We’re back for another episode of a CISO’s guide to red teaming. Last week, we looked at red teaming in the finance and insurance sector. Today, we’ll look at healthcare and pharmaceuticals.

Healthcare and pharma threat landscape

Organizations in healthcare and pharmaceuticals face a dual-edged challenge: they hold extremely sensitive personal data and life-critical systems, yet often operate with legacy technology and tight resource constraints. Nation-state actors regularly target pharmaceutical companies and research institutions to steal intellectual property, including vaccine research, drug formulas, or clinical trial data (Chinese APT groups like APT41 and APT10 have a history of espionage against pharma and biotech firms). Geopolitical competition (as seen during the race for a COVID-19 vaccine) drives such intrusions, as does the strategic value of medical advancements. In healthcare delivery (hospitals and clinics), the prevalent threat comes from cybercriminal and ransomware gangs. Hospital networks with outdated IT and medical IoT devices have been devastated by ransomware attacks (e.g., the notorious Ryuk or Conti ransomware strains), which encrypted patient records and disrupted services. These attackers know that hospitals, under pressure to keep patients safe, are more likely to pay ransoms quickly. Furthermore, the impact is not just financial but also potentially life-threatening, a fact that unfortunately gives criminals leverage. Additionally, personal health information (PHI) is highly valued on the black market; organized crime rings breach healthcare databases to steal patient records and sell them for identity theft or insurance fraud schemes. Insiders can be a threat too: there have been cases of employees or contractors snooping on high-profile patient records (e.g., celebrities) or tampering with data. The overarching risk in healthcare is that a cyberattack can literally put lives at risk by impeding patient care, so the availability and integrity of systems are paramount. At the same time, privacy regulations like HIPAA impose heavy penalties for data breaches, adding compliance urgency to security efforts.

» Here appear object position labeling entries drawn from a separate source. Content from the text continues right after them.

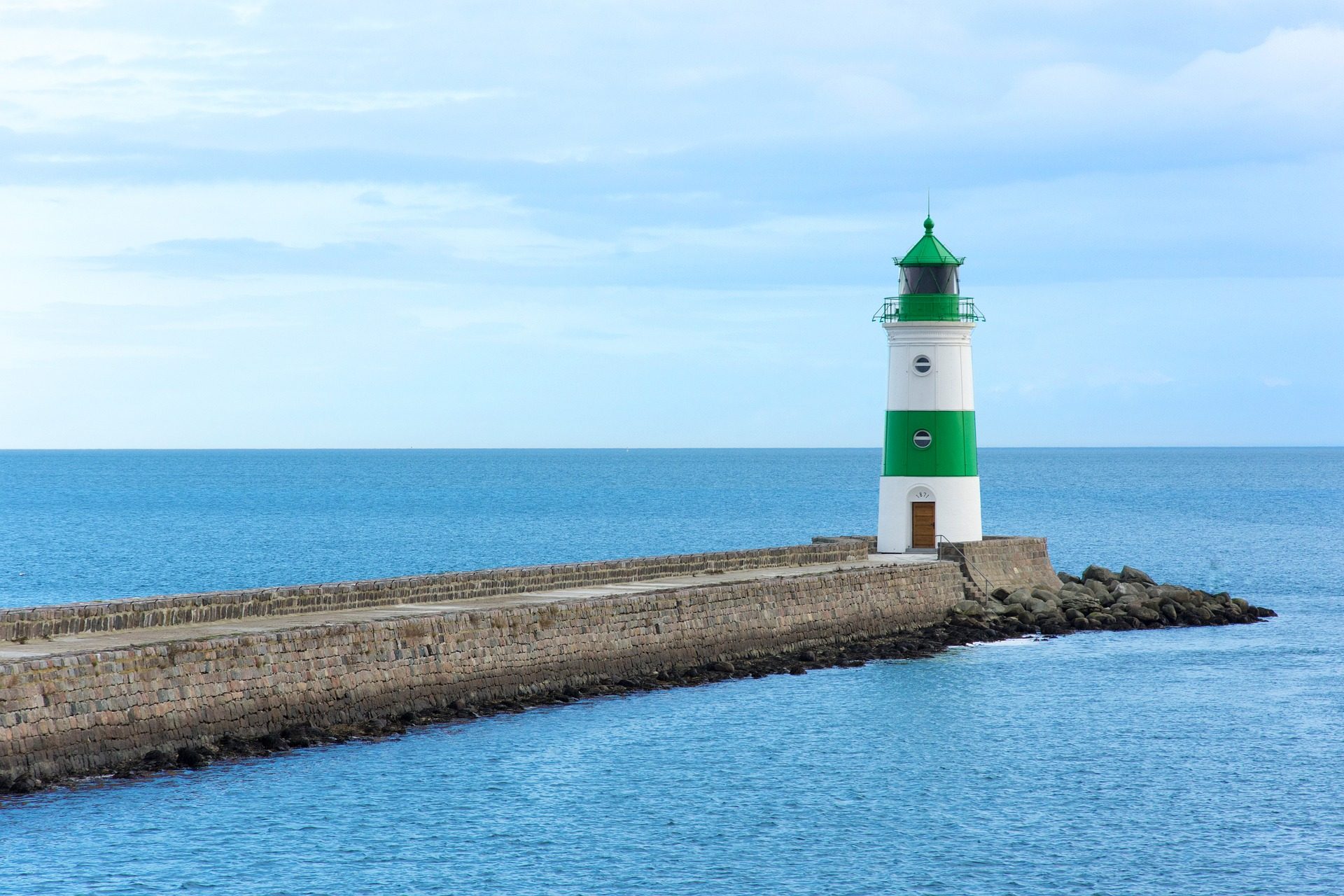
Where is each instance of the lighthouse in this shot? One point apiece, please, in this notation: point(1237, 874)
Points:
point(930, 481)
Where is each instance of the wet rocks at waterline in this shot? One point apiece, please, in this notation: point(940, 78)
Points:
point(1107, 601)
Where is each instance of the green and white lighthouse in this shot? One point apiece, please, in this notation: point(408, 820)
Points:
point(930, 481)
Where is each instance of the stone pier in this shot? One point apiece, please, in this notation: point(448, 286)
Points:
point(89, 688)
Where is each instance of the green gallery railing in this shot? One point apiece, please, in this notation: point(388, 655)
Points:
point(927, 308)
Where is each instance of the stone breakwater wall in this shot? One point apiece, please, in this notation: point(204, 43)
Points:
point(83, 713)
point(1002, 562)
point(218, 606)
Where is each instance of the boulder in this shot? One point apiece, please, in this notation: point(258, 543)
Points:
point(1100, 574)
point(1139, 577)
point(1144, 614)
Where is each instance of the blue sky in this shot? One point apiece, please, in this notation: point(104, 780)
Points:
point(631, 223)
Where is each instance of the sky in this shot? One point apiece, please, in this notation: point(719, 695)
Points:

Red team objectives in healthcare delivery

Given these stakes, CISOs in healthcare and pharma design red team exercises to stress-test the resilience of critical healthcare operations and data protections. When it comes to healthcare providers, a red team might attempt to access medical devices or interfere with operations.

Medical device and OT exploitation

For instance, testing whether they can pivot from the IT network into the operational technology (OT) side (like an MRI machine network or an IV pump management system) could reveal dangerous flat networks or default credentials in medical devices.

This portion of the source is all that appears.